Central to the popularity of FFS programmes is an appropriate topic and methodological training of the people who organise and facilitate farmer field schools. To be a successful FFS trainer/facilitator, one must have skills in managing participatory, discovery-based learning as well as technical knowledge to guide the groups’ learning and action process. Without an adequate training of trainers (ToT) programme, the subsequent FFS programme will fall far of its potential. Season-long in-house (residential), and field-based, training-of-trainers courses in which all activities should follow an experiential learning approach have proven to be an effective model for building the required technical capacity of trainers and for changing their attutudes towards that of facilitators of bottom-up change, whereby previous extension methodologies and lecture-type approaches conflicting with the FFS approach had to be essentially ‘unlearned’.

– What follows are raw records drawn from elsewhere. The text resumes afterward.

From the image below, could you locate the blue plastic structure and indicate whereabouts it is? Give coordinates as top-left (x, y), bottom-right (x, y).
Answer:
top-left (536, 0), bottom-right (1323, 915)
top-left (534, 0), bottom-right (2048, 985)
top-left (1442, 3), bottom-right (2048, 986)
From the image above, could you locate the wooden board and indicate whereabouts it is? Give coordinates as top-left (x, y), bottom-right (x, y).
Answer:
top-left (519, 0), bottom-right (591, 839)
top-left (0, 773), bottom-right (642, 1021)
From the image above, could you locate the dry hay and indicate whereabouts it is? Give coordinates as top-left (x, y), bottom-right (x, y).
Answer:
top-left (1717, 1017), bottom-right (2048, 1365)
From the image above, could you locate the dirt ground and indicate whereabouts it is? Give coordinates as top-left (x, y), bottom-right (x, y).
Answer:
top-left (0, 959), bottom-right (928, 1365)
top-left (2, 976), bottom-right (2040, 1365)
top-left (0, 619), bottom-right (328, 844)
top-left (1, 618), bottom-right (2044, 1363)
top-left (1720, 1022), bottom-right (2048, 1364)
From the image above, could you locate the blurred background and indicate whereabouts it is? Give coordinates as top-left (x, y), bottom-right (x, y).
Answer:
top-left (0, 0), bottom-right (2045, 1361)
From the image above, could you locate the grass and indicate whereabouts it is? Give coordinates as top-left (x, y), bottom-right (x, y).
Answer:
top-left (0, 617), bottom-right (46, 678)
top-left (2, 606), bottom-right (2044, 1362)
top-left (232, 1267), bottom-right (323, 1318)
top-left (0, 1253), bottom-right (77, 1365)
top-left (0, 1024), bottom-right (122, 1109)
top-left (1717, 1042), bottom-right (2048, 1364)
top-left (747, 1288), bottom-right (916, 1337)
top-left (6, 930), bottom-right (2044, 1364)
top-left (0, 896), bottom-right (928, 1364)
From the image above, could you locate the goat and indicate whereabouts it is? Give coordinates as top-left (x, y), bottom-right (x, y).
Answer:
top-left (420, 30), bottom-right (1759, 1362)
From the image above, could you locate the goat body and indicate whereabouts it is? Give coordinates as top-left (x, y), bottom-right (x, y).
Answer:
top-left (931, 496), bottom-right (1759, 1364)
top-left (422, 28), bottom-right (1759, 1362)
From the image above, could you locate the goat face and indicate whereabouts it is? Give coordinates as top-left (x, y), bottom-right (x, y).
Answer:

In general, farmer field schools consist of groups of people with a common interest, who get together on a regular basis to study the “how and why” of a particular topic. The farmer field school is particularly suited and specifically developed for field studies, where hands-on management skills and conceptual understanding (based on non-formal adult education principles) is required. So what are the essential and original elements of a farmer field school? Below is a list of elements that commonly appear in the generic FFS approach:
- the group
- the field
- the facilitator
- the curriculum
- the programme leader
- financing
The paper looks at the achievements and impacts of Farmer Field Schools in Asia, sub-Saharan Africa, South America and the Carribean, the Near East and north Africa, central and eastern Europe and in western Europe. Case studies from sub-Saharan Africa (Mozambique and Kenya) and Pakistan are presented.